What I think bugged me most back when I wrote about the problems with single-page apps was the absence of a plan for data: how frontend code would interact with the backend and do basic CRUD operations. It seemed like the stock answer was that there was a “backend team” that produced APIs that somehow the frontend team was able to “consume” in frontend applications, but in most cases this just never worked. The two pieces could never be fully isolated, and a lot of times this backend/frontend distinction inspired a waterfall development methodology of designing APIs and hoping that they were the right ones, with expensive and slow cycles to update them when they inevitably didn’t fit the application’s needs.

This dynamic is certainly still happening, but we’re seeing some movements away from it. Remix integrated data loading and updating into each route in a way that, again, distinctly reminds me of Rails’s controller system. We’ve also got a resurgence of RPC systems for loading and updating data with Blitz and trpc. I’m rooting for both, and I’m using Blitz for Placemark, though trpc is the one gaining steam.

PaaS is back in fashion

I think there was an era recently when startups were strongly encouraged to use AWS, Google Cloud, or Azure, but at the same time those cloud services were an exceptionally bad fit for most startups. When you were building your platform using ClickOps (clicking around the AWS console), Kubernetes, or CloudFormation, or whatever - it was negative ROI.

Companies were spending precious time building custom server setups that were worse than Heroku defaults. Heroku - a Platform as a Service, just let you run applications and not worry about networking or operating systems. It was a good level of abstraction, but it was nearly abandoned by its creators and wasn’t keeping up with web technology.

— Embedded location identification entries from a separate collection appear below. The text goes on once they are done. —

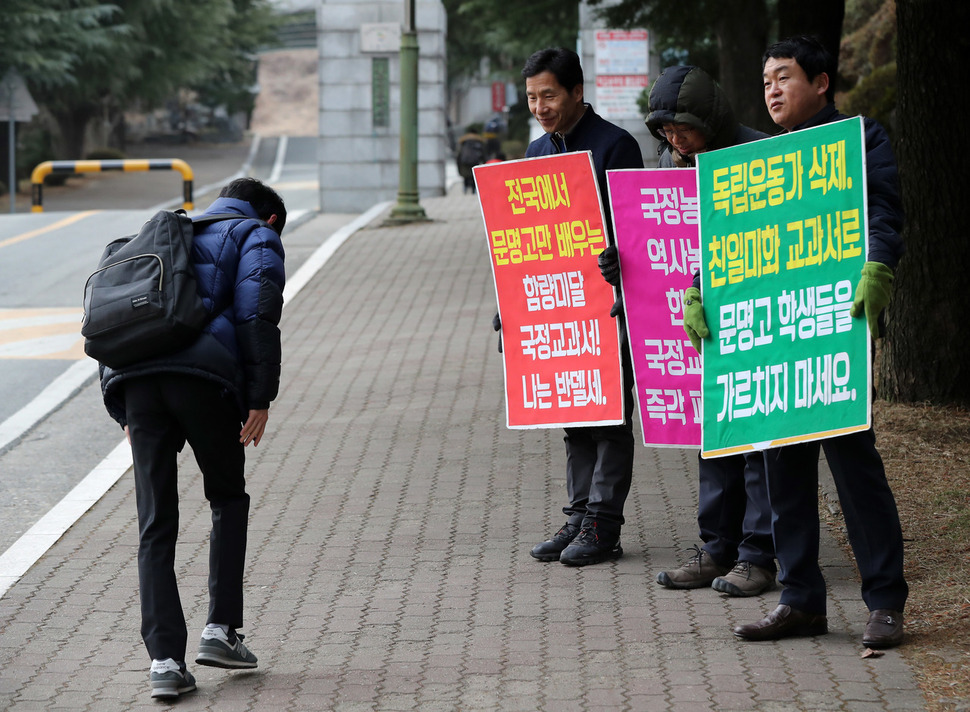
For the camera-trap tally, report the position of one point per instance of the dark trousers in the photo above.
(871, 520)
(163, 412)
(733, 511)
(599, 466)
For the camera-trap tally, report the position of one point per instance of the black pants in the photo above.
(871, 520)
(599, 466)
(733, 511)
(163, 412)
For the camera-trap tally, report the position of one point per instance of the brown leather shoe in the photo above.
(784, 622)
(884, 629)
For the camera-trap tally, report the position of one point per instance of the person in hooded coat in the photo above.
(689, 113)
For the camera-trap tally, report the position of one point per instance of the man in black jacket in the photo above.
(798, 94)
(599, 459)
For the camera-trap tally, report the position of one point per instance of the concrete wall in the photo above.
(358, 160)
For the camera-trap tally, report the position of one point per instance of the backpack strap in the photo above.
(203, 220)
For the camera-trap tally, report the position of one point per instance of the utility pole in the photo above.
(408, 209)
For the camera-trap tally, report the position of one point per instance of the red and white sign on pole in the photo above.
(498, 97)
(545, 227)
(622, 72)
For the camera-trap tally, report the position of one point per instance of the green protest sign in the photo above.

Thankfully, right as Heroku eliminated their free tier and got hacked, a new group of companies entered the ring to offer a similar level of abstraction but updated for 2022. Render might be the most similar to Heroku, then there’s Railway and Fly with more emphasis on “edge compute”, and Flight Control offering a thinner layer on top of AWS.

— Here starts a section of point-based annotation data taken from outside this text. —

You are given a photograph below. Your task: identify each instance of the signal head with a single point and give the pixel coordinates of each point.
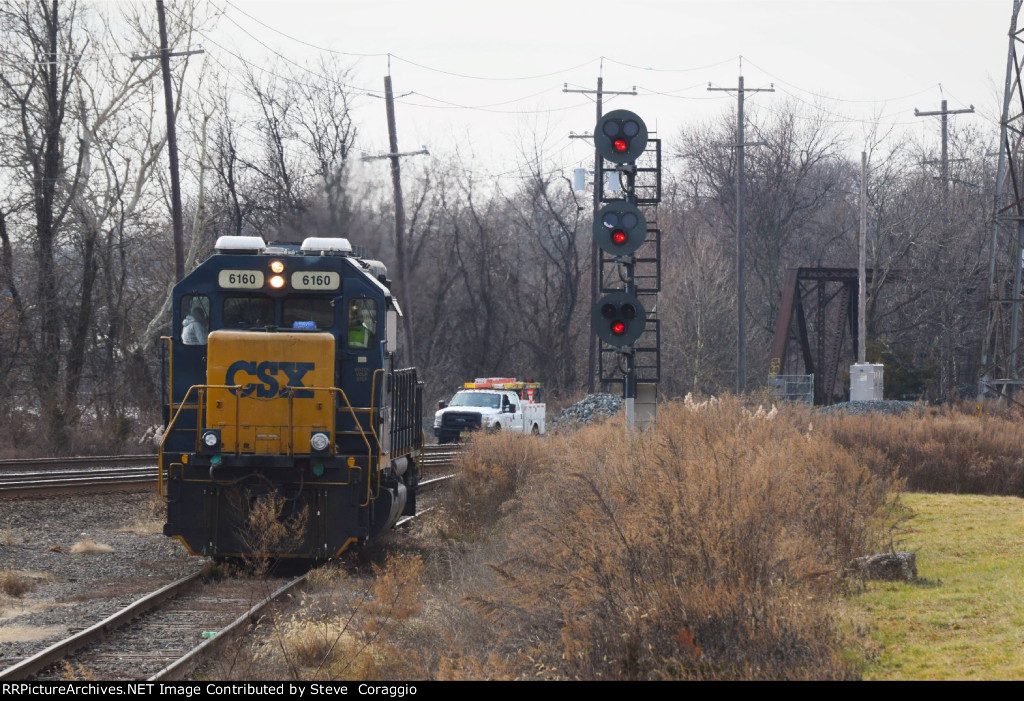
(620, 228)
(621, 136)
(619, 319)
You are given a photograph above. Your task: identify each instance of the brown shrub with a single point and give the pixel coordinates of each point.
(14, 584)
(946, 450)
(488, 473)
(709, 548)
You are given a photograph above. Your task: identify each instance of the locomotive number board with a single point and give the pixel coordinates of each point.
(241, 279)
(315, 279)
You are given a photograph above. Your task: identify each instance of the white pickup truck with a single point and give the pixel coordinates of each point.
(491, 403)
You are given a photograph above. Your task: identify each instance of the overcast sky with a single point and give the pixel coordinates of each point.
(485, 77)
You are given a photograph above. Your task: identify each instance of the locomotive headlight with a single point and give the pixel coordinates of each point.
(320, 442)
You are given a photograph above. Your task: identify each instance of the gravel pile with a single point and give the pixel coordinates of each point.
(81, 558)
(585, 410)
(889, 406)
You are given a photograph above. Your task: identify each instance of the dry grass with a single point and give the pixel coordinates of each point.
(711, 548)
(90, 546)
(151, 513)
(345, 627)
(948, 450)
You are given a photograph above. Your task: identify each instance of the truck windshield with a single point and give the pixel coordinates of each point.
(491, 401)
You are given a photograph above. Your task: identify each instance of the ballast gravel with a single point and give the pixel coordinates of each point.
(80, 559)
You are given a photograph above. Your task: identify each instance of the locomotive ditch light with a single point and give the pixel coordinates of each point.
(210, 441)
(620, 228)
(320, 442)
(619, 319)
(621, 136)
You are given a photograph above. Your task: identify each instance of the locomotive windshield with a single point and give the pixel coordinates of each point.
(299, 312)
(248, 312)
(482, 399)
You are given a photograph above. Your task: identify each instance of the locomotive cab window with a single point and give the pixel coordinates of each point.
(307, 312)
(248, 312)
(196, 319)
(361, 322)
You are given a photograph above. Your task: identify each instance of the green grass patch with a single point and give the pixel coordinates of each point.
(964, 619)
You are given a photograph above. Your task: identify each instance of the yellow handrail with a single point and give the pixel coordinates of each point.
(201, 413)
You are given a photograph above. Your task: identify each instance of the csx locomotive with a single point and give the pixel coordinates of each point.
(281, 398)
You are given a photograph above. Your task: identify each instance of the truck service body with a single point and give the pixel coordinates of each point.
(491, 403)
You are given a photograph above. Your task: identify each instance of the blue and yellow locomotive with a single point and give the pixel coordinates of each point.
(282, 398)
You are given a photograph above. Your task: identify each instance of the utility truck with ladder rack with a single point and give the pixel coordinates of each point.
(491, 403)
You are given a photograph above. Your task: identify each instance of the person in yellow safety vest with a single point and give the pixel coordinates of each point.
(359, 327)
(195, 331)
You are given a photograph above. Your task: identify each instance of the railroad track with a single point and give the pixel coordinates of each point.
(47, 476)
(162, 637)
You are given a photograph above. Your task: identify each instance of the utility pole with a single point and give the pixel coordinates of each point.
(944, 163)
(594, 255)
(740, 252)
(862, 266)
(399, 211)
(172, 143)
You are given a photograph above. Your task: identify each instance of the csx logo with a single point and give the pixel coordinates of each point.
(267, 373)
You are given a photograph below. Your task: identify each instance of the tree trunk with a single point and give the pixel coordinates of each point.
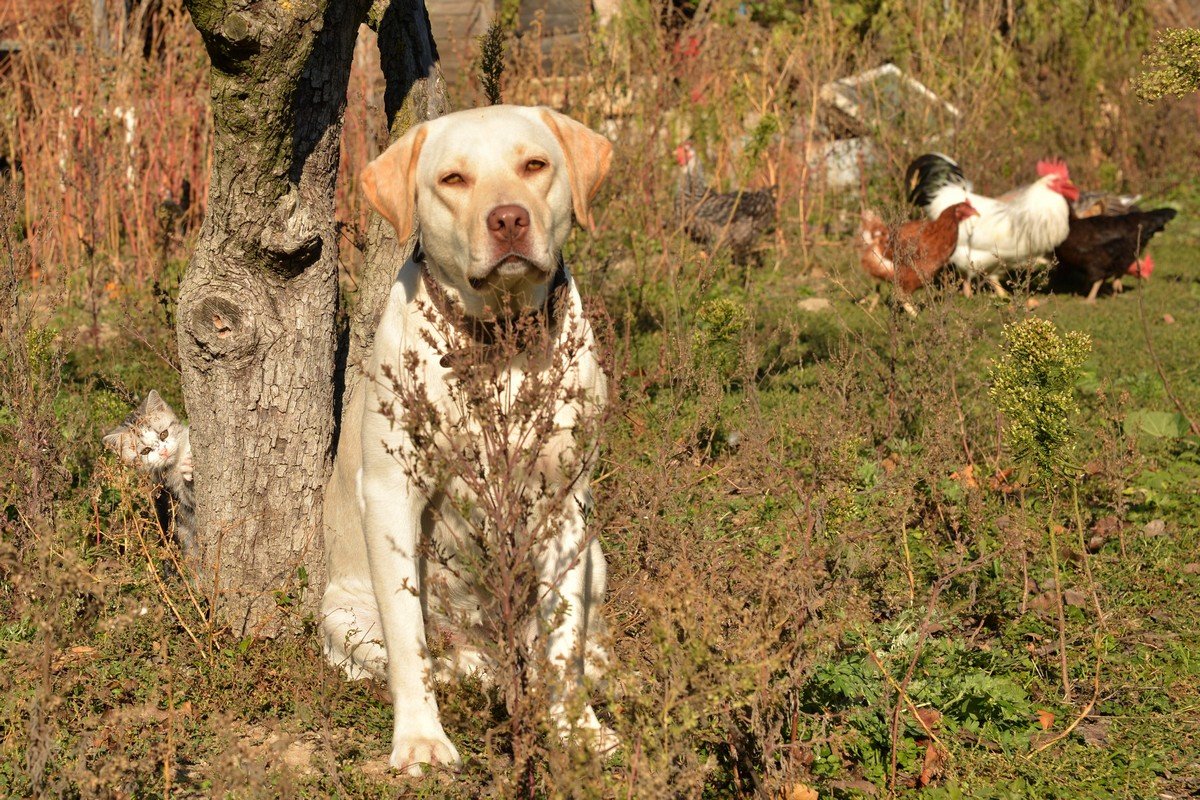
(258, 304)
(407, 102)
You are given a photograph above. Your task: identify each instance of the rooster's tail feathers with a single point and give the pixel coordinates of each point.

I think it turns out that configuring security groups and making decisions about regions and Ubuntu versions is not a good use of developers time, and that the AWS/Kubernetes standard was only really attractive to large companies with dedicated devops teams.

The Apple M1 fixed computers

One more update. In 2019, I wrote “Something is wrong with computers”, about stagnating CPU, disk, and memory specifications for laptops. At least for Apple laptops, the subject of that post and the kind that I use, this has really changed.

In 2019, the maximum RAM ever configurable in a MacBook was 16GB. It’s now 64GB in the MacBook Pro with an M1 Max chip. The most storage configurable, ever, was 750 gigabytes, and in 2019 that number had decreased to 512GB. You can now get a MacBook pro with an 8TB disk. Clock speed is still around 3Ghz, but the M1 chips are dramatically faster than 2019’s, with better battery time.